Étrangers non admis sur le territoire français: Polémique autour d’un tribunal à Roissy

Étrangers non admis sur le territoire français: Polémique autour d’un tribunal à Roissy

La mise en service samedi dernier dans l’enceinte de l’aéroport international de Roissy-Charles de Gaulle, d’une annexe du tribunal de grande instance de Bobigny (Seine Saint-Denis-région parisienne) a suscité l’ire des avocats parisiens. D’un commun accord, ils ont décidé de boycotter les audiences de cette juridiction appelée à se prononcer dans des délais très courts sur des cas d’expulsion concernant des étrangers arrivés en France, en possession de documents de voyage incomplets (absence de visa, de billet de retour ou d’attestation d’accueil).

Les mis en cause sont appréhendés à leur descente d’avion et transférés dans une Zone d’attente pour personnes en instance (Zapi), attenante à la salle d’audience. Selon des témoignages, l’édifice qui ressemble à un centre de rétention pour immigrés illégaux est entouré de grillage. La durée de détention de ses occupants peut aller jusqu’à trois semaines.

Les premières audiences ont eu lieu samedi dernier, à titre expérimental, en attendant le début effectif des séances en septembre prochain. Six étrangers ont comparu devant le juge des libertés et de la détention, dont un Algérien de 28 ans, arrivé de Panama et qui voulait faire escale à Paris, avant de rejoindre l’Algérie.

La décision le concernant a été prise en son absence (mise en détention de huit jours) et de celle d’un avocat. Les membres du barreau de Saint-Denis ont refusé de plaider, estimant que la localisation du tribunal dans une enceinte aéroportuaire (zone fret) difficile d’accès, est contraire aux principes de la justice et porte atteinte à la publicité des débats et à l’équité des jugements. En mai dernier, une cinquantaine de robes noires avait manifesté sur le tarmac de l’aéroport, au cours d’une visite de l’annexe, organisée à leur intention par le président du tribunal de Bobigny, Renaud Le Breton de Vannoise.
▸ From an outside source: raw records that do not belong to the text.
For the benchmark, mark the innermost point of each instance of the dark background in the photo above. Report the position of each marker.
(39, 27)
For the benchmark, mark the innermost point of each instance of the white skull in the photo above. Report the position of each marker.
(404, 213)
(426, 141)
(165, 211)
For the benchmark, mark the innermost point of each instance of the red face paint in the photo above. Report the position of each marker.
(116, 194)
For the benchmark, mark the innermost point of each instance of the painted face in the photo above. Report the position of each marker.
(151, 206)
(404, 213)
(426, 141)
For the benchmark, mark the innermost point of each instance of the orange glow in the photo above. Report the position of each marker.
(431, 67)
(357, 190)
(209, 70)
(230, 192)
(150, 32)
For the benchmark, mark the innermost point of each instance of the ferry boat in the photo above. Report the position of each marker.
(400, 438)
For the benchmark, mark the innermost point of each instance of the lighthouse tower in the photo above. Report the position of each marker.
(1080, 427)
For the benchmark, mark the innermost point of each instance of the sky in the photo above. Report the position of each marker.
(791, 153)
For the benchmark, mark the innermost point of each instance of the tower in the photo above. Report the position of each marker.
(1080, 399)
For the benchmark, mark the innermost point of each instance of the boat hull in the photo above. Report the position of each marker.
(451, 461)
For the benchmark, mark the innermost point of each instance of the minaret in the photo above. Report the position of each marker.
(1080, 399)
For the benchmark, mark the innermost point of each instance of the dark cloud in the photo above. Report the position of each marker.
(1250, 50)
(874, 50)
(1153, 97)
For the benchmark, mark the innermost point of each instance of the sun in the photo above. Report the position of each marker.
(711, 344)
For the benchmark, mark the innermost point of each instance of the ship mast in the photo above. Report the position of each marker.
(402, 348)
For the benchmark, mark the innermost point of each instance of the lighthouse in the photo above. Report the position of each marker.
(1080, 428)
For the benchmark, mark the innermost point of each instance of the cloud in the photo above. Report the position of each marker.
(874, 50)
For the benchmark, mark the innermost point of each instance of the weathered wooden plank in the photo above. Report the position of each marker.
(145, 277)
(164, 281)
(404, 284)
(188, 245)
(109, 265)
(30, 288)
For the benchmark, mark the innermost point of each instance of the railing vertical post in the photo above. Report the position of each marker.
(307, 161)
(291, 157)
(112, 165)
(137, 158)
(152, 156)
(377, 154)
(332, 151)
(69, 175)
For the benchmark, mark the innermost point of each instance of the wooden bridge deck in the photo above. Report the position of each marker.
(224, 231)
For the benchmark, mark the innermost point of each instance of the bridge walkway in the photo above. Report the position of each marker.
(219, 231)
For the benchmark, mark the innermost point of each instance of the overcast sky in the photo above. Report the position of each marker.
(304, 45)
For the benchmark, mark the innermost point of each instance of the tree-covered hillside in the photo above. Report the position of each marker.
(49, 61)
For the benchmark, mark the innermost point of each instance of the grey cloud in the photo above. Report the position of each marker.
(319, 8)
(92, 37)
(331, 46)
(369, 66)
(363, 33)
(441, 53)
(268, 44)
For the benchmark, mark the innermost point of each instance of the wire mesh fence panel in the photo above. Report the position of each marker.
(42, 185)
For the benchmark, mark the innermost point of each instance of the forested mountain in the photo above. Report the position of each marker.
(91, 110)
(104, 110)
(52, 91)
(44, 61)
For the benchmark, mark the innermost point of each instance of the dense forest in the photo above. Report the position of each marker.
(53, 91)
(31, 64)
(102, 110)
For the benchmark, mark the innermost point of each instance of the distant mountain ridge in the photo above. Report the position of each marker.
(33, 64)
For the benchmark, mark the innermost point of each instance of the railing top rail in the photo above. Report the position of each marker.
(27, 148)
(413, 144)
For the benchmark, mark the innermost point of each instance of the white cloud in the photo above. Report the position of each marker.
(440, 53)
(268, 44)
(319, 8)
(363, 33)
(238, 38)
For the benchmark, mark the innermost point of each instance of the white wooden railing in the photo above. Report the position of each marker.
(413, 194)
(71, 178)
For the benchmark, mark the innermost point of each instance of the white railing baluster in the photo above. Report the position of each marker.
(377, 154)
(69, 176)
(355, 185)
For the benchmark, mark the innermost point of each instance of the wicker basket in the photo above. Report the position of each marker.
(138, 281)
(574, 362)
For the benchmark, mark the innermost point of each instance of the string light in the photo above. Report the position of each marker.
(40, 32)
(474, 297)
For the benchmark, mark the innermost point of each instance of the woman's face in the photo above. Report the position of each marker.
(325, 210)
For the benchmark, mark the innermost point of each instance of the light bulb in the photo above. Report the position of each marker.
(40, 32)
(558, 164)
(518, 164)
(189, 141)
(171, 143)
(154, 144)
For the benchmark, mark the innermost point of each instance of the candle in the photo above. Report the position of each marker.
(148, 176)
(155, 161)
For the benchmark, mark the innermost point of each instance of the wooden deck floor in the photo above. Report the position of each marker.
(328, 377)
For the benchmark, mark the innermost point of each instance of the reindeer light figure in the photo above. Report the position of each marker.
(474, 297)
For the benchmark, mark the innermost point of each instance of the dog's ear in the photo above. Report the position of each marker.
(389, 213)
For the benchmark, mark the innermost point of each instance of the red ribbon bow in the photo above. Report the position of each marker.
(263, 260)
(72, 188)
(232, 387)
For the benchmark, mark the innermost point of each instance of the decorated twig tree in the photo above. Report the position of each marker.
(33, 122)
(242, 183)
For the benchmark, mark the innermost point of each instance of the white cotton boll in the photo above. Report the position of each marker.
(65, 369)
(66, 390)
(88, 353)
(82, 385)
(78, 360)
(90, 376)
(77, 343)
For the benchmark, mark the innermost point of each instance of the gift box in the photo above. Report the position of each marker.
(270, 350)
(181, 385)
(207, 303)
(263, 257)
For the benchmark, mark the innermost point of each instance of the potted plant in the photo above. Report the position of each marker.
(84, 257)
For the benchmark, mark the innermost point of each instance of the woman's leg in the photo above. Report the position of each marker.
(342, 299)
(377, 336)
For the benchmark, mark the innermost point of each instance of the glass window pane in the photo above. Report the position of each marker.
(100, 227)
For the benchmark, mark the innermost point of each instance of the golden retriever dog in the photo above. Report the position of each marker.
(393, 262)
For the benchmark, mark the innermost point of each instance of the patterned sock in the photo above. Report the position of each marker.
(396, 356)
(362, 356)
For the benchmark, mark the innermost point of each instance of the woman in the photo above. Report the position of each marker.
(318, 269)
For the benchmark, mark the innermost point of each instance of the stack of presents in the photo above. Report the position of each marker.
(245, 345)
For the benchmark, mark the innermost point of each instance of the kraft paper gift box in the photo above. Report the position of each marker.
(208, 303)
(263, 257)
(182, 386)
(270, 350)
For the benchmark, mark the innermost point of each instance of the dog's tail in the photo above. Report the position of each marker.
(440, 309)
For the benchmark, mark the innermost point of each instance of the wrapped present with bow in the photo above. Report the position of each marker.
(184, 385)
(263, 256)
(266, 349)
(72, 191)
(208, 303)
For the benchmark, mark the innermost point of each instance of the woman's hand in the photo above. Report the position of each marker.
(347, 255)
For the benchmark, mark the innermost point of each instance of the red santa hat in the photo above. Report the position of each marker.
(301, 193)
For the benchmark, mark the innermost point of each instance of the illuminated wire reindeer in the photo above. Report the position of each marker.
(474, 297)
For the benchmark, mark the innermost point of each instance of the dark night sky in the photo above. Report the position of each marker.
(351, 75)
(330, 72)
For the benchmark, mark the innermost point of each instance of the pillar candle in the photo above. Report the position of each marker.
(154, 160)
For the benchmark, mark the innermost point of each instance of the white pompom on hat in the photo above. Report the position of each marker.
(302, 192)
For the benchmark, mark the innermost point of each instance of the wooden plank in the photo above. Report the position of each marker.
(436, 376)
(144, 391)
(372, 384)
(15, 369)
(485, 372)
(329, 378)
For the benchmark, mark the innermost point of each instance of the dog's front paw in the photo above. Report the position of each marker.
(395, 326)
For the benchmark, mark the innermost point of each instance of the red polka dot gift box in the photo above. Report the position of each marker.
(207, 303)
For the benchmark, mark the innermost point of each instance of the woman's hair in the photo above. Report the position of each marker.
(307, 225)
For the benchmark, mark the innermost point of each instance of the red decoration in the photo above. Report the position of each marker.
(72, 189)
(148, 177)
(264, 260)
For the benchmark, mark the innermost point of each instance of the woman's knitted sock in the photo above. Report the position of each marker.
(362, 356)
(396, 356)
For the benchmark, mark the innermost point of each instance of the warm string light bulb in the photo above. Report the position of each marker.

La bâtonnière Valérie Grimaud avait indiqué à cette occasion, qu’en isolant une juridiction, le tribunal allait isoler des gens. De son côté, Alexandre Moreau, président de l’Association nationale d’assistance aux frontières pour les étrangers (Anafé), a dénoncé dans les colonnes du Monde une justice expéditive. “La dignité, ils s’en foutent. Ce qu’ils veulent, c’est expulser plus vite”, a-t-il remarqué. En dépit de ces critiques, les autorités judiciaires ne comptent pas pour le moment revenir sur leur décision. Le président du tribunal de Bobigny estime que la mise en place d’une annexe du tribunal à l’intérieur de l’aéroport obéit à des considérations humanitaires.

D’après lui, les étrangers qui doivent actuellement “se lever très tôt, sont transportés par un car de CRS jusqu’au tribunal où ils sont conduits au deuxième sous-sol avant d’être groupés dans une petite salle d’attente borgne. Ils sont ensuite appelés à la barre et ne repartent que très tard en fin de journée, quand toutes les décisions ont été rendues”.

Selon des statistiques officielles, environ 6 000 personnes sont retenues dans la Zapi annuellement. Si au bout de trois semaines, leur demande d’entrée sur le territoire est rejetée par l’administration, une décision d’expulsion est prise à leur encontre par le juge.

Aujourd’hui, les autorités semblent vouloir accélérer les démarches de refoulement, en organisant à l’aéroport (une structure sous l’autorité de la police des frontières) des audiences, à huis clos. Autosaisi dans l’affaire du tribunal de Roissy, le défenseur des droits, Jacques Toubon, vient de révéler que le traitement du dossier suit son cours.